Pitkin County Open Space Board: $400k for underpass

Pitkin County’s Open Space and Trails Board on Thursday recommended kicking in $400,000 to help fund a multimillion-dollar pedestrian underpass in Basalt.

The $400,000 of county open space funds would have to be approved by Pitkin County commissioners, who also will be asked to contribute an additional $750,000 to $1 million for the project, said Basalt Town Manager Mike Scanlon.

The Basalt Town Council has designated the underpass a priority because of the amount of pedestrian traffic crossing Highway 82 at Basalt Avenue, the main intersection in the town. The highway essentially splits the town in half, forcing pedestrians going from one side to the other onto the Roaring Fork Valley’s major thoroughfare.

The town has raised $6.5 million so far — including $3 million of its own money — and is still short $1.4 million, according to a memo from Open Space and Trails Director Dale Will.

When the project was put out to bid in the summer, the lowest bid came in at $7.2 million. However, town officials now expect that to be closer to $8 million because of project engineering, construction and inspections costs, Scanlon said Thursday.

Town officials currently are accepting new bids for the project through March 11 and hope to have a solid number by March 18 to present to Pitkin County commissioners, Scanlon said. The underpass will be located in Pitkin County.

Will told open space board members Thursday he was in favor of contributing the $400,000 and that the open space program can afford it without affecting other projects.

“Given the size of this request, I’m confident in recommending that we can absorb this … without having to shelve anything (or) delay anything,” he said.

Will also pointed out that the open space board has come to Basalt in the past for help in acquiring or managing midvalley open space and trails, and the town has always been receptive.

Board member Tim McFlynn agreed with Will, saying Basalt officials have often agreed to help with open space issues.

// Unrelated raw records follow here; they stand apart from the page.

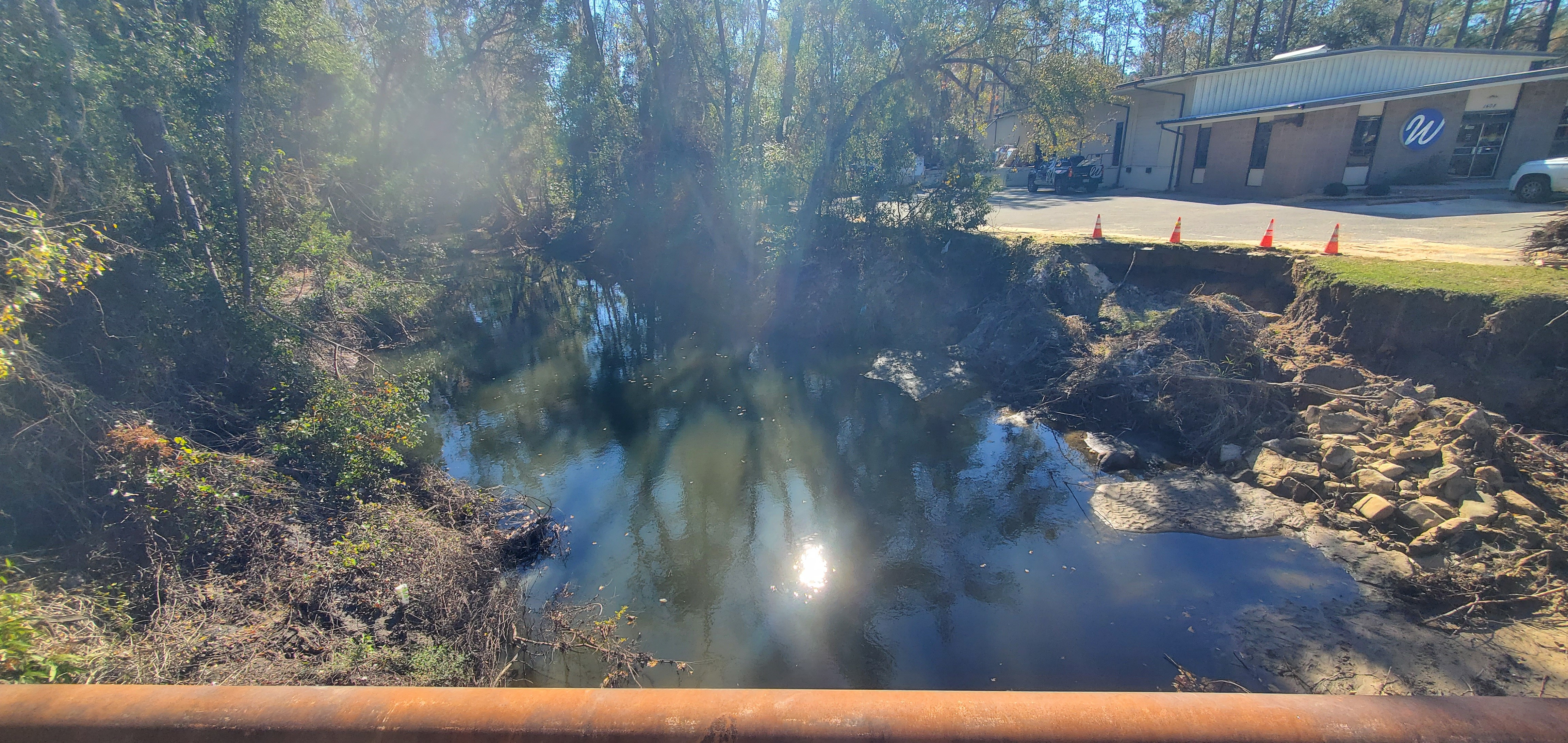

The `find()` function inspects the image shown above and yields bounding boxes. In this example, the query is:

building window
[1246,121,1273,186]
[1192,127,1214,168]
[1246,121,1273,171]
[1345,116,1380,168]
[1449,111,1513,179]
[1546,108,1568,157]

He also quoted the board’s home rule charter as instructing the board to provide access to and from recreational or urban destinations.

The proposed underpass would link three of the open space program’s most significant trails, including the Rio Grande, Basalt-Old Snowmass and Emma trails, according to Will’s memo.

Board member Graeme Means proclaimed himself “100 percent” in support of the project and said he’d even be willing to chip in more money — perhaps another $50,000 — to ensure that those trails are properly connected to the underpass.

“I’m glad this is happening,” Means said.

Other board members were concerned about the skyrocketing cost of the project, which was originally estimated to cost $3 million.

Tai Jacober, for example, said he found the increase “shocking.” And board Chairman Howie Mallory wondered aloud, “What’s the top?”

“Will you be coming back (for more money)?” Mallory asked. “What’s your backup plan if the bid comes in at $9 million?”

Scanlon said the main problem with the original bid was underestimating the issues presented by the high water table and the amount of mitigation that will require.

“Did they know there was a river nearby?” McFlynn asked after Scanlon’s explanation.

Denise Latousek, a Basalt resident and parent, told board members about the stress caused by simply crossing the street. With the high school on one side and trails on the other, she said she worried about kids, athletes and the elderly.

“You can feel the tension while you’re waiting to cross,” Latousek said. “And cars are just waiting to run you over.”